By Daniel Hunter
The vast majority of people currently entitled to the state second pension will get less when they retire as a result of the scheme being replaced by the new single tier pension, TUC research published today (Wednesday) warns.
The state second pension was introduced in 2003 as a way to help low earners and carers get more from the state pension. Around 20 million people, the vast majority of whom are private sector workers, are currently contracted into the scheme. The second state pension will be abolished as part of the single tier pension, which comes into effect in 2016.
The TUC research models what the projected retirement incomes of people currently contracted into the second state pension will be under the new single tier pension - which has been set at £144 a week (in 2012/13 terms). The research includes various income bands, pension contribution levels and retirement dates.

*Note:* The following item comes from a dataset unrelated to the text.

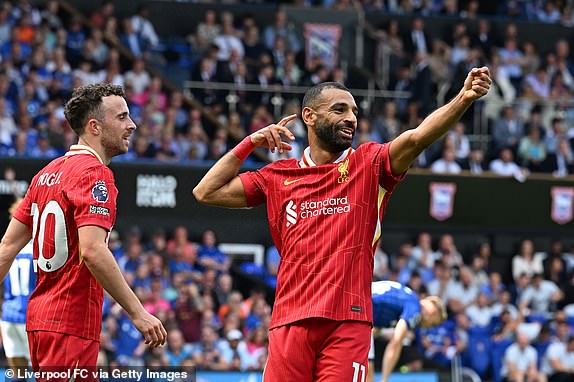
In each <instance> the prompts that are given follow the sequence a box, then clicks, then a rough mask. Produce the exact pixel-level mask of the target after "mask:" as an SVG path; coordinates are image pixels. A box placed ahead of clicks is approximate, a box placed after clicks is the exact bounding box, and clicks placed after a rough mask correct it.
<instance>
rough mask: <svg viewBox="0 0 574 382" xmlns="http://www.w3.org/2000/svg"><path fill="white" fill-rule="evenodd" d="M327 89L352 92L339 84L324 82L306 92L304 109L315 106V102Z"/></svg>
mask: <svg viewBox="0 0 574 382" xmlns="http://www.w3.org/2000/svg"><path fill="white" fill-rule="evenodd" d="M325 89H339V90H344V91H346V92H349V93H350V92H351V91H350V90H349V89H347V87H346V86H345V85H342V84H340V83H338V82H322V83H320V84H317V85H315V86H313V87H312V88H310V89H309V90H307V91H306V92H305V96H304V97H303V107H302V108H305V107H311V108H312V107H313V106H314V105H315V102H317V98H319V96H320V95H321V93H322V92H323V90H325Z"/></svg>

The TUC report shows that anyone with a long work history will lose out under the single tier pension. While high earners lose most, people on low to middle incomes (£10,000 to £26,000) could also lose significant amounts.
Low earners now in their late 30s will get around £30 a week less than they would get under the current arrangements. Those set to benefit from the single tier pension, such as low earners and carers, will only be at an advantage when the reforms first take place. In time, their retirement incomes will fall too.
The report finds that a worker on a median income of £26,000 a year and with a full employment record will lose out as soon as the new single tier pension is introduced. A median earner retiring in 2030 will be £29 per week (£1,508 per year) worse off.
The losses will increase over time, warns the report, with a median earner retiring in the late 2040s set to be around £40 a week (£2,080 a year) worse off than they would be under the current state pension arrangements.
According to the report, a low-paid worker earning £10,000 a year can expect to be £5-10 a week better off if they retire soon after the changes take place. However, people earning the same income now and who will to retire in a few decades time are likely to lose out. Someone earning £10,000 now but retiring in the 2040s will be between £18 and £32 a week worse off.
For median earners with ten years of missing national insurance contributions - for example a woman who has taken a career break to have children - the potential income losses range from £3 to £27 per week, depending on when they retire.
With most workers expected to be auto-enrolled into a workplace pension by 2018, it is expected that private pension saving will plug the gap left by the scrapping of the second state pension.